Несчислимому ведому всех свояков мы читаем:
Все, считай, свояки — и грибы, и осенняя грязь!
И застыла вся публика, явно того ожидая,
Как герой повергает врагов, грохоча и смеясь.
 
 
Подавай им кино! Подавай им великую бойню!
Но героя внезапно уносит поток вещих снов.
То герой — не герой, то он зельем каким-то опоен,
То бежит, то дрожит от бессвязных магических слов.
 
 
И тогда все углы заворочались недоуменно,
Приподнялась листва, и пожала плечами трава:
«Где здесь славная битва? Где яростный бой раскаленный?
Где тут подвиг отважный? И где здесь людская беда?»
 
 
Повороты видны, коридоры и комнаты ваты —
Те дешевые комнатки, плюшем обитые встарь.
Пенопласт раскрошился. Лежит паралон сыроватый,
И как будто бы гулко порой забубнит пономарь.
 
 
Эй, казачество дней! И веселые тени предместья!
Натянуть повода! Вот лекарство в назначенный час!
Вот вам битва веществ! Окисление вместо предвестья.
Огорчение взрывов. Засолка погон на плечах!
 
 
И тогда белый клин журавлей полетит, соревнуясь,
Белым временем став, бесконечным и ясным всегда.
Снизу блещет война, сверху небо лежит, не волнуясь.

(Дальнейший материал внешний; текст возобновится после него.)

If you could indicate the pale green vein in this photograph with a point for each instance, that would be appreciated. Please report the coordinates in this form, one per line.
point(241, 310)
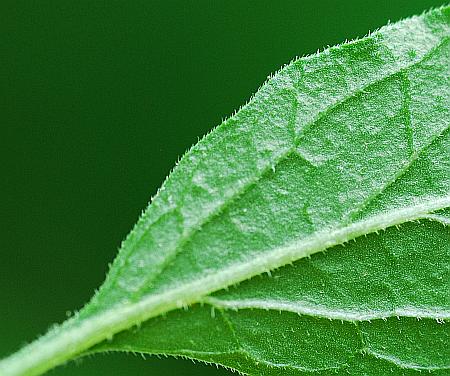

А вокруг беготня — все оттуда бежит в никуда! [8]
 
   «Хорошо! Наконец-то, блядь, вышли на оперативный простор! Теперь нас не остановить! Сейчас с ходу вломимся в Венгрию!» — так упоенно думал парторг, несясь на пружинах. Впрочем, он знал, что Венгрию нацисты превратили в мощный бастион, что там сосредоточены огромные силы врага. Догадывался, что бой за Венгрию не будет легким. Но к тому, что их ожидало, парторг оказался неподготовлен. Хотя он вроде уже был вообще ко всему готов, все воспринимал как должное, но есть вещи, которые в любой, даже самой задубевшей и залихватской душе могут без труда отыскать нежное и неожиданное место: так герой находит на брюхе дракона выпавшую чешуйку и в это случайное оконце всаживает свой кинжал.